Carrier
Part Five · Delivery and Governance
Chapter 191 min read

Carrier Development Lifecycle

Carrier is not only a language for describing services. It is also a delivery workflow. The toolchain helps teams format source, check correctness, build runtime output, generate API descriptions, and produce schema migrations. For enterprise architects, this matters because delivery discipline is architecture in motion.

The Core Commands

Each command serves a different governance purpose:

excerpt
carrier fmt
carrier check
carrier build --target node
carrier openapi > openapi.json
carrier migrate generate

carrier fmt

Formatting is the lowest-friction consistency mechanism. It removes arguments about layout from code review and makes source easier to scan across teams and services. In enterprise settings, consistent formatting has practical value — architects and reviewers may need to inspect many services quickly.

carrier check

carrier check verifies that Carrier source is coherent before a full runtime build. It should be run after meaningful changes, especially changes to models, types, actions, routes, policies, imports, or healthcare questionnaires. *A failing check should be fixed in Carrier source under src/, not in generated output under .carrier/.*

carrier build --target node

During normal development, the Node target should be used because it is fast.

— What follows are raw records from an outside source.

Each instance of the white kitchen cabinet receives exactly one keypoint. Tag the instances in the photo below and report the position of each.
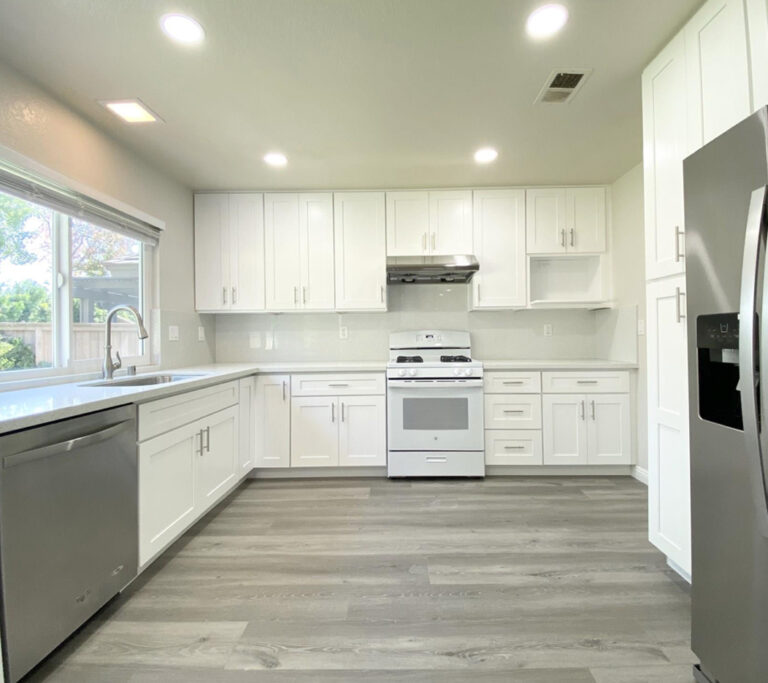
(668, 446)
(718, 72)
(272, 421)
(499, 245)
(361, 252)
(565, 220)
(513, 447)
(248, 427)
(229, 252)
(362, 430)
(314, 431)
(167, 494)
(429, 223)
(217, 465)
(299, 251)
(609, 439)
(565, 429)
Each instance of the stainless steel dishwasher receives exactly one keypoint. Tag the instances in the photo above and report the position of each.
(68, 528)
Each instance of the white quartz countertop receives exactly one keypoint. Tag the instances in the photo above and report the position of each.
(24, 408)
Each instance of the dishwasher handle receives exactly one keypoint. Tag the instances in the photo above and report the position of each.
(65, 446)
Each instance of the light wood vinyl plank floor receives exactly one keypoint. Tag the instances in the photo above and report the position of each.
(520, 580)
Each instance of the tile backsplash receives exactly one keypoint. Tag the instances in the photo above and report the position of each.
(495, 334)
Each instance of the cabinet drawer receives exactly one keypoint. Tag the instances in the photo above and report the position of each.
(512, 411)
(348, 384)
(513, 447)
(512, 383)
(161, 416)
(579, 382)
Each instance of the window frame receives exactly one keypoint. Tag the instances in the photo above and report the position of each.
(62, 322)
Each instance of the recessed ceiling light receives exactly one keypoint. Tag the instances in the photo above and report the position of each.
(276, 159)
(485, 155)
(546, 20)
(131, 111)
(182, 29)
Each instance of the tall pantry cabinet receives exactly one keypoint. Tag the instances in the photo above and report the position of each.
(697, 87)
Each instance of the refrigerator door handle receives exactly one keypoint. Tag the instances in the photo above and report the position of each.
(749, 347)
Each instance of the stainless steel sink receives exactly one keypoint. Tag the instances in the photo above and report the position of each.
(140, 381)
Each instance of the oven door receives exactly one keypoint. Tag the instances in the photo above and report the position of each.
(435, 415)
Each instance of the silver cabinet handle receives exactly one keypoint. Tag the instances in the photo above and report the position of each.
(679, 315)
(678, 254)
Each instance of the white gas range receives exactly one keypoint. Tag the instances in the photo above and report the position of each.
(435, 406)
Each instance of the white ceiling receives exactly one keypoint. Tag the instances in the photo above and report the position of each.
(357, 93)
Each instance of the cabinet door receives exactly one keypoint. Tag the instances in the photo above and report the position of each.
(212, 278)
(246, 232)
(362, 430)
(545, 221)
(718, 70)
(450, 222)
(314, 431)
(585, 219)
(669, 505)
(247, 426)
(361, 260)
(664, 147)
(565, 429)
(499, 245)
(316, 220)
(217, 466)
(513, 447)
(609, 430)
(282, 251)
(167, 488)
(407, 223)
(272, 421)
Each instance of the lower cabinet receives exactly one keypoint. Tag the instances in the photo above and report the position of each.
(331, 431)
(182, 473)
(587, 429)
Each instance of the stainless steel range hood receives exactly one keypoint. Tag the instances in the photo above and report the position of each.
(431, 269)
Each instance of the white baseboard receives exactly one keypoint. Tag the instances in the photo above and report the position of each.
(641, 474)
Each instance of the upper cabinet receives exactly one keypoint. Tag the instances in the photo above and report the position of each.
(429, 223)
(565, 220)
(664, 143)
(718, 70)
(299, 251)
(229, 252)
(360, 246)
(499, 245)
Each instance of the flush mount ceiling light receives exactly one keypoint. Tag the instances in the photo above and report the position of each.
(485, 155)
(131, 111)
(546, 21)
(275, 159)
(182, 29)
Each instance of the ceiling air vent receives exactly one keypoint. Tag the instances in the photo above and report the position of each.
(562, 86)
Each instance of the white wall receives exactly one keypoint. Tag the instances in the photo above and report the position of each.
(628, 250)
(37, 126)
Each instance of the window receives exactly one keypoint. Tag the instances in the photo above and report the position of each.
(59, 276)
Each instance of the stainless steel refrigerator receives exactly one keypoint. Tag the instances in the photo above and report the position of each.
(727, 308)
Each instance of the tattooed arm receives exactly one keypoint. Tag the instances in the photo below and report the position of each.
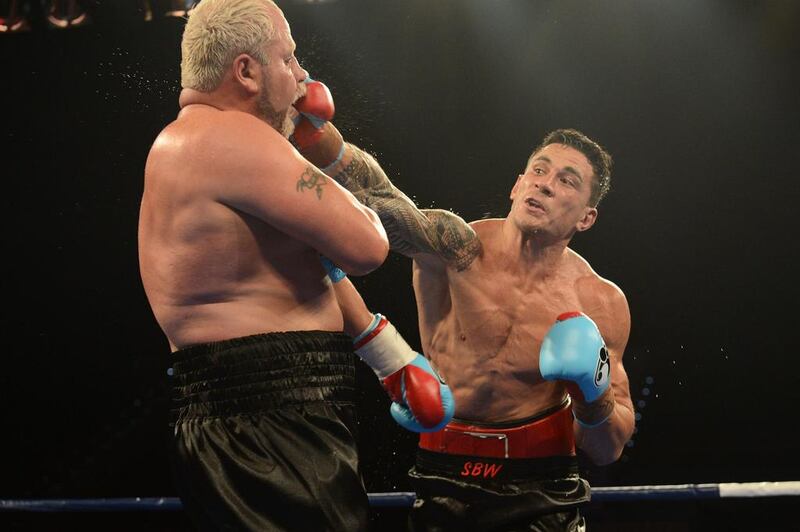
(411, 231)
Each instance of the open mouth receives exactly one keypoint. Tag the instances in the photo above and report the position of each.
(533, 204)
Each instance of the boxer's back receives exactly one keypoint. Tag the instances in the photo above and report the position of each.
(212, 271)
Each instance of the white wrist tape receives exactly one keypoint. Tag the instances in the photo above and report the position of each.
(382, 347)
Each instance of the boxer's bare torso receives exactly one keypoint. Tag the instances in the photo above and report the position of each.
(483, 326)
(229, 239)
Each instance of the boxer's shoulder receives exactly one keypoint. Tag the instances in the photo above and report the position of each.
(593, 290)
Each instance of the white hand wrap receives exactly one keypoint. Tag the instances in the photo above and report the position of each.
(382, 347)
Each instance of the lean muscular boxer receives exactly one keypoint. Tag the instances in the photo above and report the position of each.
(232, 224)
(529, 338)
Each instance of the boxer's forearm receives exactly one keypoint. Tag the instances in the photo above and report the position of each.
(604, 443)
(355, 314)
(411, 231)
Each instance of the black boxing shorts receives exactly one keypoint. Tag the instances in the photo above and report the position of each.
(500, 476)
(264, 433)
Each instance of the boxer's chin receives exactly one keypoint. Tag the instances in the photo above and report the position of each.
(287, 127)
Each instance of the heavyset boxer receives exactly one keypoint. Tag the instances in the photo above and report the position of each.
(529, 338)
(232, 224)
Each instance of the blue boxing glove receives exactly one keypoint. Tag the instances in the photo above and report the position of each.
(334, 272)
(573, 350)
(421, 401)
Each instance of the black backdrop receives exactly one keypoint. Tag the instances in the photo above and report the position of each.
(697, 101)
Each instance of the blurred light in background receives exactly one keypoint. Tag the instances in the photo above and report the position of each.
(179, 8)
(13, 17)
(66, 14)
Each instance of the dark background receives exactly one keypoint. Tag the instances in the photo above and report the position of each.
(696, 100)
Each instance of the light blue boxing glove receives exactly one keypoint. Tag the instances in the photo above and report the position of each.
(573, 350)
(334, 272)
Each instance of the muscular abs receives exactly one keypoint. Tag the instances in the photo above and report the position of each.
(484, 331)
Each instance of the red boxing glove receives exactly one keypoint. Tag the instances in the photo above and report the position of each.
(421, 401)
(315, 108)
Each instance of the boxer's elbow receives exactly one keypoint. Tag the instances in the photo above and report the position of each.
(371, 254)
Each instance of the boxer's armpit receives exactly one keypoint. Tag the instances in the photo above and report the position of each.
(312, 179)
(410, 230)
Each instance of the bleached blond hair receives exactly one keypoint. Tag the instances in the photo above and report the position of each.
(219, 30)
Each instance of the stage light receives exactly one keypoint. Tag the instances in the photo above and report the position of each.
(66, 14)
(13, 17)
(179, 8)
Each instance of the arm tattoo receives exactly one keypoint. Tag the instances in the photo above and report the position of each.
(311, 179)
(410, 230)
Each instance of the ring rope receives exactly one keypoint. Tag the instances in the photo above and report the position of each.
(406, 499)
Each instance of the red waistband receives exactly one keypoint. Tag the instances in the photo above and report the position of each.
(551, 435)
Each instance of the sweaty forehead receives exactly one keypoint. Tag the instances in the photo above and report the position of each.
(561, 155)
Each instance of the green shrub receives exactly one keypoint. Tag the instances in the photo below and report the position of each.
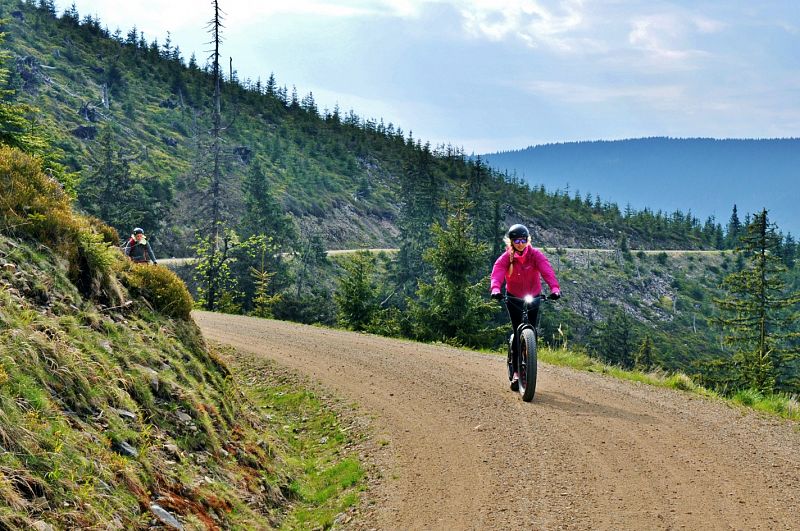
(682, 382)
(33, 205)
(161, 287)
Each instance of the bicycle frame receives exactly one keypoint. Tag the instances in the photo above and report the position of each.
(528, 303)
(524, 360)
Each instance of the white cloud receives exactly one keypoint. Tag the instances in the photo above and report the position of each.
(662, 37)
(531, 21)
(654, 95)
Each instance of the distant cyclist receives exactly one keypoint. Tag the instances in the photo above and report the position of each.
(521, 267)
(138, 248)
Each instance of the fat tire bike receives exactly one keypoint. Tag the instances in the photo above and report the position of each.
(527, 333)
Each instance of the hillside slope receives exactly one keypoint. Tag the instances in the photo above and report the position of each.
(114, 412)
(131, 117)
(455, 449)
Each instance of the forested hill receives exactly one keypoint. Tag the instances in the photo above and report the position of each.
(701, 175)
(130, 117)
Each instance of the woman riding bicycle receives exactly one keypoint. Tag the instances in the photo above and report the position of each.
(521, 267)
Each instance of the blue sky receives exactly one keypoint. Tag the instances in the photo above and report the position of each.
(505, 74)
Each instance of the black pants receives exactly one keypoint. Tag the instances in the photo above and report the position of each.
(515, 314)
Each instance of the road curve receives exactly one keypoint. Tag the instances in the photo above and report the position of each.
(461, 451)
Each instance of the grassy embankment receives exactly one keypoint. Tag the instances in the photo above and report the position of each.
(781, 405)
(114, 412)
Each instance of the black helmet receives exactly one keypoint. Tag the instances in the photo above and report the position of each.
(518, 231)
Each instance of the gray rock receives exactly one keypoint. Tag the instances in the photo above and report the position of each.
(124, 413)
(124, 448)
(165, 517)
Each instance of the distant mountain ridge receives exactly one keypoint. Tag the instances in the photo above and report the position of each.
(703, 175)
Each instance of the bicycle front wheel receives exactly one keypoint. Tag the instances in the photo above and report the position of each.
(527, 364)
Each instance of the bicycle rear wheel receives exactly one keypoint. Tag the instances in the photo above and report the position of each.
(527, 364)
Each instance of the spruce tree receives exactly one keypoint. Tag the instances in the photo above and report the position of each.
(758, 316)
(453, 307)
(357, 295)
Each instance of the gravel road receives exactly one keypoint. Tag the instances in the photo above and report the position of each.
(455, 449)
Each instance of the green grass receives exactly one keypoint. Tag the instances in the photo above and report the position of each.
(781, 405)
(326, 480)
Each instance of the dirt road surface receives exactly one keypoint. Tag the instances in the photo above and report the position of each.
(456, 449)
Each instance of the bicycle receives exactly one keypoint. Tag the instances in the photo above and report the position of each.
(528, 335)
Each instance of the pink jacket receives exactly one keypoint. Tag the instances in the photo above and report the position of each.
(525, 277)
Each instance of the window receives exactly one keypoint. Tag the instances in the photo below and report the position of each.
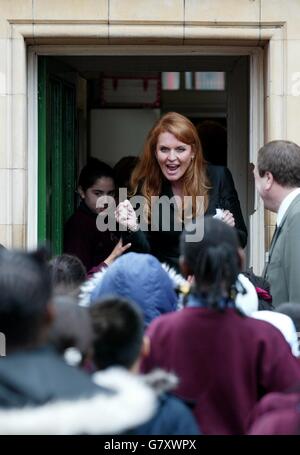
(193, 80)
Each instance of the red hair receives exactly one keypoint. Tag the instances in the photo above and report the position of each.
(147, 176)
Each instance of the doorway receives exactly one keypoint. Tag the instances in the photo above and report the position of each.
(99, 117)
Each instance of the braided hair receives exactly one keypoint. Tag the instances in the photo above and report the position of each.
(214, 261)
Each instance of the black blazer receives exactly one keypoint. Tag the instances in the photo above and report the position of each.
(223, 195)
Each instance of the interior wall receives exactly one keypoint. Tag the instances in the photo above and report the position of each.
(115, 133)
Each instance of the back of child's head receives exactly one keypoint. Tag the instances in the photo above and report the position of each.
(67, 273)
(123, 170)
(25, 292)
(92, 171)
(214, 261)
(292, 310)
(118, 332)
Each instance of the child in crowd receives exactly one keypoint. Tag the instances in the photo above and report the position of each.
(119, 342)
(225, 360)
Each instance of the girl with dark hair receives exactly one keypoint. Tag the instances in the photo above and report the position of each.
(82, 238)
(172, 164)
(225, 360)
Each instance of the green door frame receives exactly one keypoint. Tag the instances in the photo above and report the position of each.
(56, 151)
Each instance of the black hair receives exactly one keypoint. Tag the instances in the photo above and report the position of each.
(118, 332)
(67, 272)
(72, 326)
(123, 170)
(25, 292)
(93, 170)
(214, 261)
(292, 310)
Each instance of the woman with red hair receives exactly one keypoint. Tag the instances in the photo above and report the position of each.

Enterprise teams should make target choice explicit in local workflows and CI. Before handoff, carrier build --target node is the standard end-to-end compile check for the service.

carrier openapi

OpenAPI generation produces the service's API contract. It matters whenever route or contract shape changes. The generated file can feed documentation, API catalogs, compatibility checks, client generation, and security review. In an enterprise environment, it is evidence of the service boundary.

carrier migrate generate

Migration generation connects model and schema-related source changes to database evolution. Generated migrations should be reviewed before production use. The tool can help produce the migration, but humans still need to evaluate operational risk: table locks, data volume, required fields, indexes, backfills, rollback behavior, and deployment ordering.